De professeur de tennis à nouveau phénomène des réseaux sociaux, Thomas Guilloteau n’avait rien prémédité. Grâce à ses imitations caricaturales de Fabien Galthié, Ugo Mola, Yannick Bru ou encore Christophe Urios, il est devenu une des figures de l’humour rugby sur Internet. Midi Olympique a rencontré « Languille Frétille », celui qui, malgré ses coups de griffes, défend tout élan de méchanceté.

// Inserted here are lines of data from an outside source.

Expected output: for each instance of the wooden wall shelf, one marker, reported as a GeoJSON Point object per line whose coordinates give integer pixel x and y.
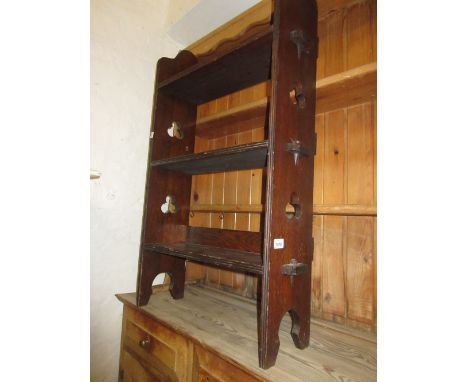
{"type": "Point", "coordinates": [242, 157]}
{"type": "Point", "coordinates": [233, 120]}
{"type": "Point", "coordinates": [346, 88]}
{"type": "Point", "coordinates": [318, 209]}
{"type": "Point", "coordinates": [245, 65]}
{"type": "Point", "coordinates": [284, 52]}
{"type": "Point", "coordinates": [231, 259]}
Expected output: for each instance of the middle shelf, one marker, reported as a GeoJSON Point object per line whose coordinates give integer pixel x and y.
{"type": "Point", "coordinates": [242, 157]}
{"type": "Point", "coordinates": [232, 259]}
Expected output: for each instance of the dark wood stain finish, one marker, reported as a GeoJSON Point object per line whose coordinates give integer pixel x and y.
{"type": "Point", "coordinates": [231, 259]}
{"type": "Point", "coordinates": [246, 65]}
{"type": "Point", "coordinates": [288, 121]}
{"type": "Point", "coordinates": [167, 241]}
{"type": "Point", "coordinates": [242, 157]}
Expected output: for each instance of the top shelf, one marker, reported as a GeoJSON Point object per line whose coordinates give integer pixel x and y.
{"type": "Point", "coordinates": [223, 73]}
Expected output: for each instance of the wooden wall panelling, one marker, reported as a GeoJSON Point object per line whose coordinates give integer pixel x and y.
{"type": "Point", "coordinates": [317, 225]}
{"type": "Point", "coordinates": [358, 35]}
{"type": "Point", "coordinates": [345, 174]}
{"type": "Point", "coordinates": [333, 267]}
{"type": "Point", "coordinates": [360, 155]}
{"type": "Point", "coordinates": [360, 269]}
{"type": "Point", "coordinates": [200, 194]}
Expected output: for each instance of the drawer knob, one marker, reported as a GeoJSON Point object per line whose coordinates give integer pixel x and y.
{"type": "Point", "coordinates": [145, 343]}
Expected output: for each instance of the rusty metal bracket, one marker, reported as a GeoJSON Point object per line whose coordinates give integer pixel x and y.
{"type": "Point", "coordinates": [293, 269]}
{"type": "Point", "coordinates": [296, 148]}
{"type": "Point", "coordinates": [304, 44]}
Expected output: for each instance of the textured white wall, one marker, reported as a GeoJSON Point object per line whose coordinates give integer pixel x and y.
{"type": "Point", "coordinates": [127, 38]}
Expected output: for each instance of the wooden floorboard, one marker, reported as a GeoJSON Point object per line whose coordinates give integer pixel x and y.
{"type": "Point", "coordinates": [228, 325]}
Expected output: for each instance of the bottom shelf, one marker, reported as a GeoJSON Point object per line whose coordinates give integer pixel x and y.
{"type": "Point", "coordinates": [231, 259]}
{"type": "Point", "coordinates": [227, 327]}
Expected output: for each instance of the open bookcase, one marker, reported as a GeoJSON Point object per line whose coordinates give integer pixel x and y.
{"type": "Point", "coordinates": [284, 52]}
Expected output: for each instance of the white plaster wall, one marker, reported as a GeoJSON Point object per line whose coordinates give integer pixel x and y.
{"type": "Point", "coordinates": [127, 38]}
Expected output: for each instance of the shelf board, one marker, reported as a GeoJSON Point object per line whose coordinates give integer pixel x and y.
{"type": "Point", "coordinates": [346, 88]}
{"type": "Point", "coordinates": [223, 73]}
{"type": "Point", "coordinates": [242, 157]}
{"type": "Point", "coordinates": [231, 259]}
{"type": "Point", "coordinates": [233, 120]}
{"type": "Point", "coordinates": [318, 209]}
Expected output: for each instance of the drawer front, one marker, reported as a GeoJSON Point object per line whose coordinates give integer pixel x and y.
{"type": "Point", "coordinates": [134, 369]}
{"type": "Point", "coordinates": [161, 354]}
{"type": "Point", "coordinates": [208, 367]}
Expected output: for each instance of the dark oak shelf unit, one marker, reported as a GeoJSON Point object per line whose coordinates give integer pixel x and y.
{"type": "Point", "coordinates": [280, 255]}
{"type": "Point", "coordinates": [226, 258]}
{"type": "Point", "coordinates": [242, 157]}
{"type": "Point", "coordinates": [245, 65]}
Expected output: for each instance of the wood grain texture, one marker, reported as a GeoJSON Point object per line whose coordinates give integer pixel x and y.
{"type": "Point", "coordinates": [222, 329]}
{"type": "Point", "coordinates": [347, 33]}
{"type": "Point", "coordinates": [165, 358]}
{"type": "Point", "coordinates": [344, 178]}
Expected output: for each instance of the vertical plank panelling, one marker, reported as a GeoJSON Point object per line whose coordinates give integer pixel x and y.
{"type": "Point", "coordinates": [333, 265]}
{"type": "Point", "coordinates": [334, 158]}
{"type": "Point", "coordinates": [360, 156]}
{"type": "Point", "coordinates": [358, 35]}
{"type": "Point", "coordinates": [334, 53]}
{"type": "Point", "coordinates": [200, 194]}
{"type": "Point", "coordinates": [360, 275]}
{"type": "Point", "coordinates": [317, 271]}
{"type": "Point", "coordinates": [344, 264]}
{"type": "Point", "coordinates": [373, 23]}
{"type": "Point", "coordinates": [317, 224]}
{"type": "Point", "coordinates": [333, 269]}
{"type": "Point", "coordinates": [322, 36]}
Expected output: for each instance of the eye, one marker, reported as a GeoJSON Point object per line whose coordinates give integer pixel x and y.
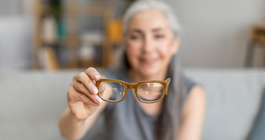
{"type": "Point", "coordinates": [158, 36]}
{"type": "Point", "coordinates": [134, 37]}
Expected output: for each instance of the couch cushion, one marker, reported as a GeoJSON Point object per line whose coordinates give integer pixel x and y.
{"type": "Point", "coordinates": [258, 132]}
{"type": "Point", "coordinates": [233, 100]}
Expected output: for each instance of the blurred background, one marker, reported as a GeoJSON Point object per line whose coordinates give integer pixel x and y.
{"type": "Point", "coordinates": [219, 40]}
{"type": "Point", "coordinates": [67, 34]}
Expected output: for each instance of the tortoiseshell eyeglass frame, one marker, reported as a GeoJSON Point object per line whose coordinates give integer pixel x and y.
{"type": "Point", "coordinates": [134, 86]}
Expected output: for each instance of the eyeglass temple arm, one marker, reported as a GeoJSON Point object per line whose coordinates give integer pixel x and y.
{"type": "Point", "coordinates": [168, 81]}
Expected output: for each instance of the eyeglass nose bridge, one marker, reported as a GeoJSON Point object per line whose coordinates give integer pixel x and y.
{"type": "Point", "coordinates": [131, 85]}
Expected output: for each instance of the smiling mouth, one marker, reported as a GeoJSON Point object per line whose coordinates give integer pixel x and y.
{"type": "Point", "coordinates": [148, 61]}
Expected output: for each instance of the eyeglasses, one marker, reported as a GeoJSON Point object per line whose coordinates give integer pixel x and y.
{"type": "Point", "coordinates": [145, 91]}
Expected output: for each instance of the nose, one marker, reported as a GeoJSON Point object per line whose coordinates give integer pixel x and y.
{"type": "Point", "coordinates": [148, 44]}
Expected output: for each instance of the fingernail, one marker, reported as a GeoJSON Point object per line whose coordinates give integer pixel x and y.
{"type": "Point", "coordinates": [96, 76]}
{"type": "Point", "coordinates": [101, 85]}
{"type": "Point", "coordinates": [94, 90]}
{"type": "Point", "coordinates": [98, 99]}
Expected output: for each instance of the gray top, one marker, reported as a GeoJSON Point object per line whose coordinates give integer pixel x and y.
{"type": "Point", "coordinates": [126, 120]}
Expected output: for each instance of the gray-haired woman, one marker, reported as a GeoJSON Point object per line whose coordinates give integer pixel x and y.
{"type": "Point", "coordinates": [151, 44]}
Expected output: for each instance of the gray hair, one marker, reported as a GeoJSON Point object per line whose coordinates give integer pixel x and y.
{"type": "Point", "coordinates": [170, 117]}
{"type": "Point", "coordinates": [142, 5]}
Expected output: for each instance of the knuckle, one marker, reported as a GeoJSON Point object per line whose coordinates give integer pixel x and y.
{"type": "Point", "coordinates": [91, 70]}
{"type": "Point", "coordinates": [80, 86]}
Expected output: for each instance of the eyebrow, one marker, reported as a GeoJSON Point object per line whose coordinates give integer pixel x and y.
{"type": "Point", "coordinates": [153, 30]}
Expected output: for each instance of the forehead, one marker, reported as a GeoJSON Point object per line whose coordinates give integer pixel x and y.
{"type": "Point", "coordinates": [148, 20]}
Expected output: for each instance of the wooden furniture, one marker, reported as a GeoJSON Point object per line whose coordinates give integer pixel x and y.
{"type": "Point", "coordinates": [257, 37]}
{"type": "Point", "coordinates": [72, 10]}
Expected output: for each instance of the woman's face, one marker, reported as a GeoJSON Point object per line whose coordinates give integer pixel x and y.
{"type": "Point", "coordinates": [150, 43]}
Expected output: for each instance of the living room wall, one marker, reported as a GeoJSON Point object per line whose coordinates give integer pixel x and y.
{"type": "Point", "coordinates": [215, 33]}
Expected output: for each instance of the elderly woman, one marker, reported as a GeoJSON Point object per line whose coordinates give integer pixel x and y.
{"type": "Point", "coordinates": [151, 45]}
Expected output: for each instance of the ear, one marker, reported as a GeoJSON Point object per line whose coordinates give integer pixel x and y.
{"type": "Point", "coordinates": [175, 45]}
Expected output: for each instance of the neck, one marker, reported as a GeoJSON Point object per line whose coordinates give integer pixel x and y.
{"type": "Point", "coordinates": [135, 76]}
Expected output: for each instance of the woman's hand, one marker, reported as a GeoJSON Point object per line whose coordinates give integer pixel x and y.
{"type": "Point", "coordinates": [82, 94]}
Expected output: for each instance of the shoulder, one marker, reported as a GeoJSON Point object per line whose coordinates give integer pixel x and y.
{"type": "Point", "coordinates": [196, 101]}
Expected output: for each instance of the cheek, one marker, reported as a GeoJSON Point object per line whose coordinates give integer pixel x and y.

Il y a des destins qui basculent en quelques minutes. Pour Thomas Guilloteau, 42 ans, tout a commencé devant une crèche près de Bordeaux, il y a un an. « On avait trois minutes à perdre avec ma femme, on attendait de récupérer nos enfants », raconte-t-il. Comme souvent, il parle de sport qui, depuis son enfance, est une obsession joyeuse rythmant ses journées. « Je pouvais écouter du matin au soir les matchs, les débats, les podcasts. Je ne ratais rien. » À ses côtés, sa femme Laure, ancienne tenniswoman de haut niveau, s’amuse de cette passion débordante. Ce jour-là encore, cette dernière finit par l’interrompre : « C’est bon, stop. » Elle sort son téléphone et le filme avant d’enchaîner : « Allez, je te crée un compte. » La première vidéo est publiée dans la foulée. « D’ailleurs, c’est ridicule, j’explique que je suis possédé par le sport », sourit-il aujourd’hui. Elle ne fait pas de buzz (22likes) mais il se prend au jeu et assume enfin sa part d’ombre : « J’ai toujours aimé la déconne, me mettre en scène. Et je n’ai jamais eu peur du ridicule. Je tiens certainement ce côté théâtral de mon père ».

Un an plus tard, cette vidéo maladroite a donné naissance à l’un des personnages les plus populaires de la sphère rugby sur les réseaux sociaux. Nom de baptême sur son compte Instagram : « Languille frétille ». L’origine de ce pseudo vient du surnom de Thomas lorsqu’il jouait au tennis « LaGuille » (pour Guilloteau). Puis, lors d’une tournée à l’étranger comme joueur, « La Guille » devient « Languille » en référence à sa façon de bouger sur un court. Sa femme ajoutera « frétille ».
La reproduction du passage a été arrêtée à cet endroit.